De hecho, Estados Unidos ahora muestra los tres elementos centrales que pueden conducir a una crisis civil. Si uno los describiera (élites fracturadas con narrativas en competencia, divisiones de identidad profundamente arraigadas y una ciudadanía políticamente polarizada) sin identificar a los Estados Unidos por su nombre, la mayoría de los estudiosos de la guerra civil dirían: «Oye, ese país está al borde de una crisis». guerra civil.» ¿Cómo llegamos aquí?
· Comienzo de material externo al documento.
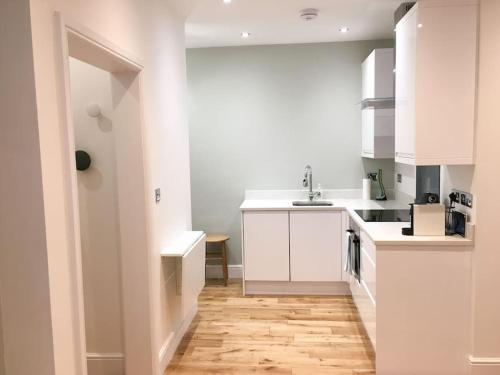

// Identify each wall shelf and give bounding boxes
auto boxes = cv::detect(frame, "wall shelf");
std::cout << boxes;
[360,97,396,109]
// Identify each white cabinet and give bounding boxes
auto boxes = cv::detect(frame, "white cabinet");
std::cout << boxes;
[361,48,394,159]
[361,108,394,159]
[290,211,342,281]
[243,211,290,281]
[361,48,394,100]
[395,0,478,165]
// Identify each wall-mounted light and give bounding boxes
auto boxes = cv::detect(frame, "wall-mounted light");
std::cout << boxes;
[87,103,102,118]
La historia completa del largo descenso de Estados Unidos a la guerra civil es demasiado larga para contarla aquí, pero destacan varias causas principales. Para empezar, después del fracaso de la economía de goteo del ex presidente Ronald Reagan y el fin de la Guerra Fría (que socavó el atractivo de la defensa nacional del Partido Republicano), los republicanos tenían que tomar una decisión. Podrían competir con buenas ideas o recurrir a enfatizar el respeto por la autoridad sobre el pensamiento crítico, restringiendo el derecho a voto y facilitando la conversión de la riqueza en votos.

El Partido Republicano eligió el camino más fácil. Ha sido un partido minoritario a nivel nacional y en muchos de los llamados estados rojos durante más de dos décadas, pero su representación en el Congreso y la Casa Blanca se ha mantenido en alrededor del 50 por ciento. Y una vez que comienzas a tomar atajos para ganar, realmente no puedes parar. El Partido Republicano sabe que podría perderlo todo en una pelea justa (una persona, un voto), por lo que construyó una poderosa infraestructura para inclinar los campos de juego locales, estatales y federales.

Para empeorar las cosas, como presidente de la Cámara de Representantes de 1995 a 1999, Newt Gingrich innovó una estrategia brillante y destructiva de la democracia para permitir que su partido siguiera superando su peso popular en el electorado: simplemente di no. Mientras que Reagan consideraba a alguien que estaba de acuerdo con él el 80 por ciento del tiempo como un amigo (no un traidor), la estrategia de Gingrich prohibía el compromiso, que es esencial para cualquier democracia funcional. O Gingrich consiguió todo lo que quería o se negó a jugar. Como exlíder de la mayoría del Senado, el senador Mitch McConnell dominó el libro de jugadas de Gingrich.